Article: Creating a Living Legacy #1: An Introduction to Career Documentation


County: All

Topic: Legacy & Estate Planning

Discipline:

Artist Trust is working to expand the awareness, discussion and management related to archiving and documenting artwork through the support of Joan Mitchell Foundation’s Creating a Living Legacy (CALL) program. The following information is excerpted from the CALL program’s support materials and provided as a resource for visual artists seeking legacy planning and archiving information.

Career documentation includes all aspects of your career as an artist. It is a system created to document, detail, and demonstrate the interconnection of your artwork, exhibition history, contacts and archives.

Many artists begin inventorying their work by creating photo documentation of artworks. Photographing and storing your artwork can be a first step in the documentation process, but it should not be confused with the creation of a complete archive. A comprehensive system of career documentation requires an overarching, organizational structure that documents all aspects of your career and catalogues their interconnection, including artwork and archive materials, sales and exhibition history, and contacts.

What is an archive?

An archive is what you will be compiling while you are in the process of career documentation. An archive is comprised of two parts:
• The physical inventory, which includes the artworks and archived materials documenting your career.
• The records, which are the means of tracking of everything in the physical inventory, both the artworks and archived materials.

What are the key components of a successful archive?

A comprehensive archive of your work should include both a physical archive and a record-keeping system.

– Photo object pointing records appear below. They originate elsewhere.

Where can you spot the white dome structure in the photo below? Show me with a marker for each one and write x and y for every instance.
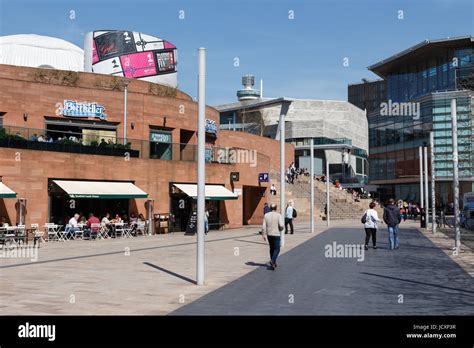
(39, 51)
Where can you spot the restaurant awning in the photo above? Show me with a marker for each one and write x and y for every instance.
(100, 189)
(213, 192)
(6, 192)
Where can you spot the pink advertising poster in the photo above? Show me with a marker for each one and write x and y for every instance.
(95, 56)
(138, 64)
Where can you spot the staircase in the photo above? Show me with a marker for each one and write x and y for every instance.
(342, 205)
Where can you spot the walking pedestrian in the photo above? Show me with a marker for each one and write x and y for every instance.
(392, 217)
(271, 232)
(289, 212)
(273, 190)
(371, 218)
(206, 221)
(266, 208)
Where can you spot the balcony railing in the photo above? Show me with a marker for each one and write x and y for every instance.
(96, 144)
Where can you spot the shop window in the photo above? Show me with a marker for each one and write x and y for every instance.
(160, 145)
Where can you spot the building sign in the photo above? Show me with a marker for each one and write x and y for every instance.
(263, 177)
(468, 199)
(72, 108)
(211, 127)
(209, 155)
(160, 137)
(234, 176)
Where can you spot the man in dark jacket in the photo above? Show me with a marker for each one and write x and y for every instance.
(392, 217)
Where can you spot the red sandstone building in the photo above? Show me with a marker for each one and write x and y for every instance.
(56, 146)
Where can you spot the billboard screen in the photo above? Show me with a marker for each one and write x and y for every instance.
(131, 54)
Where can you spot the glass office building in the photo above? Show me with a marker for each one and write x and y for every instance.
(420, 84)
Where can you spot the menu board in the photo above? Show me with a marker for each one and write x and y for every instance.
(132, 55)
(191, 228)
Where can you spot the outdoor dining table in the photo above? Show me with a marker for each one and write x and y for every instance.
(10, 234)
(53, 230)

The physical inventory includes the actual works of art still in your possession, but could also include catalogues, books, project proposals, correspondence, and other materials related to your career. The record-keeping system includes documentation on each artwork in the physical archive as well as art that you no longer own. This system also contains records of your contacts and information on your career.

Importance of documenting and archiving your work

Why go through this process of documenting both your work and career? The process of documenting your work is fundamentally about caring for your life’s work. On a practical level, the information that you gather can be crucial at any stage of your career. But what does this mean? Consider the following scenarios where career documentation is important at different points of an artist’s career:

The Emerging Artist:
• You may wish to apply for a grant, fellowship, and/or commission and need to present documentation of prior projects and work.
• You may be asked to give an artist’s talk.

The Mid-Career Artist:
• You may have the opportunity to create a book or catalogue of your work that surveys all or some aspect of your career.
• You may regularly get requests for your images to be used by other people, reproductions in a text book, art historical text, student papers or for educational purposes and lectures. Keeping good records of your images becomes necessary.

The Established Artist:
• A curator may visit your studio to plan a retrospective of your work.
• An art historian may ask for documentation of the work that was in a seminal art show many years ago.
• You may begin to consider what might happen to your work when you are no longer around.